Levée d'un veto idéologique?
"Il faut célébrer que l'Académie suédoise ait
levé cette espèce de veto idéologique qui l'empêcha
de le lui concéder auparavant" [le Nobel de littérature
à Mario Vargas Llosa] écrit à Madrid l'éditorialiste
d'El Pais, le grand quotidien espagnol de centre gauche auquel l'écrivain
hispano-péruvien réserve la primeur de ses articles.
Les cinq lauréats latino-américains du Nobel de littérature
qui précédèrent Mario Vargas Llosa, les Chiliens Gabriela
Mistral (1945) et Pablo Neruda (1971), le Guatémaltèque
Miguel Angel Asturias (1967), le Colombien Gabriel Garcia Marquez (1982)

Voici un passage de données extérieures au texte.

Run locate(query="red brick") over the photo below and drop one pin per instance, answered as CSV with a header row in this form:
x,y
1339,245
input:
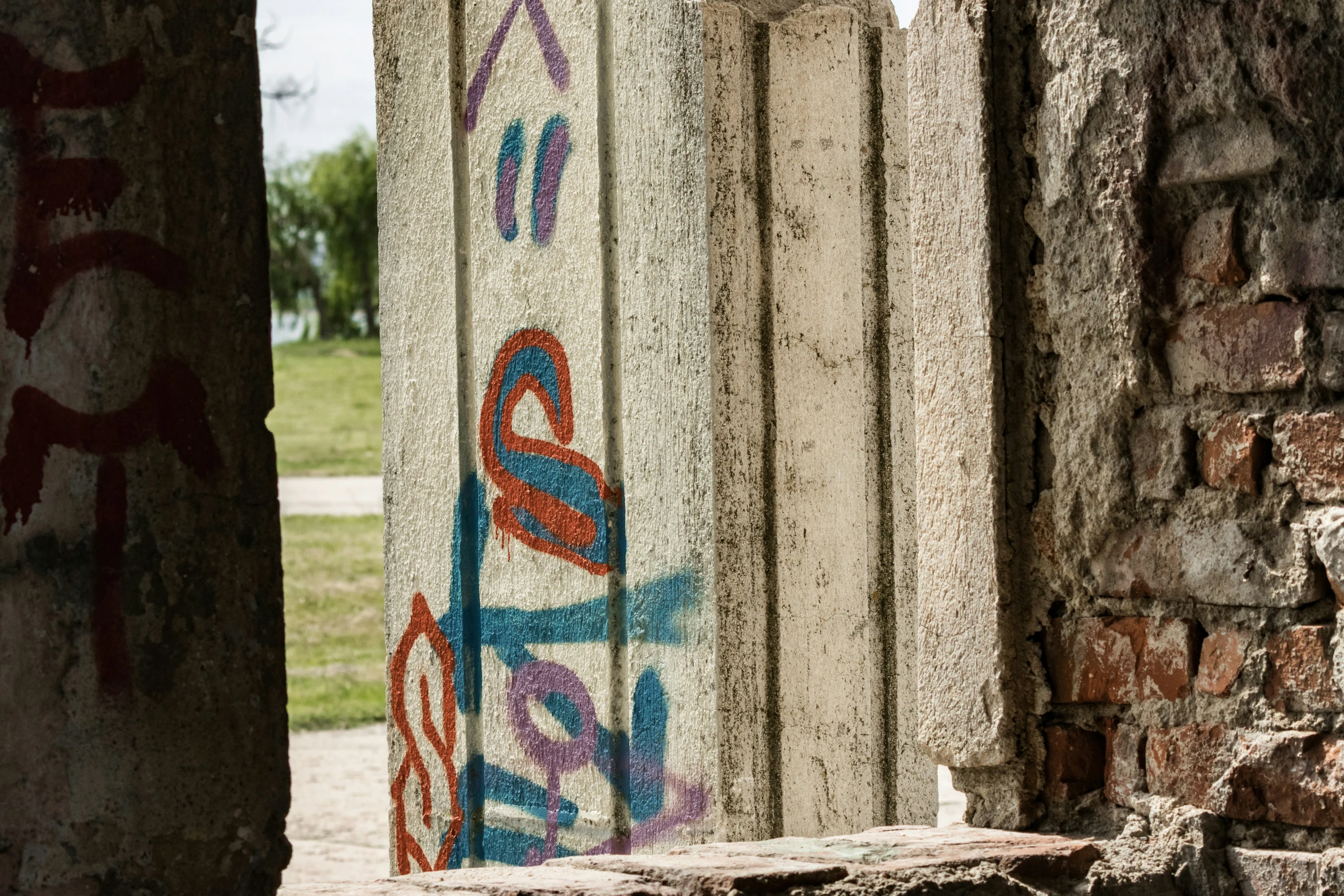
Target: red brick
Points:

et le Mexicain Octavio Paz (1990), étaient tous entourés d'un
halo plus ou moins dense de révolte
"anti-impérialiste"
que symbolise aujourd'hui encore l'amitié de Gabriel Garcia Marquez
avec Fidel Castro.
Sympathisant communiste lors de sa jeunesse universitaire et proche de Castro
jusqu'en 1971, Mario Vargas Llosa est allé au-delà de la rupture
d'Octavio Paz avec le communisme en devenant l'apôtre du néolibéralisme,
dont la crise actuelle le laisse néanmoins circonspect. L'engagement
politique de Vargas Llosa le poussa même à briguer en 1990 la
présidence du Pérou, mais il fut largement battu par l'ingénieur
d'origine japonaise Alberto Fujimori. L'hostilité de ce dernier incita
l'écrivain à prendre la précaution de se faire naturaliser
espagnol, en 1993, tout en conservant la nationalité péruvienne.
"J'espère qu'ils me l'ont donné [le prix Nobel]
plus
pour mon oeuvre littéraire que pour mes opinions politiques. Mais
si mes opinions politiques, en défense de la démocratie et
de la liberté et contre les dictatures, ont été prises
en compte, je m'en réjouis" déclarait jeudi Mario Vargas
Llosa à l'Institut Cervantes de New York, devant une foule de journalistes
qui recueillaient ses réactions à l'obtention du Nobel.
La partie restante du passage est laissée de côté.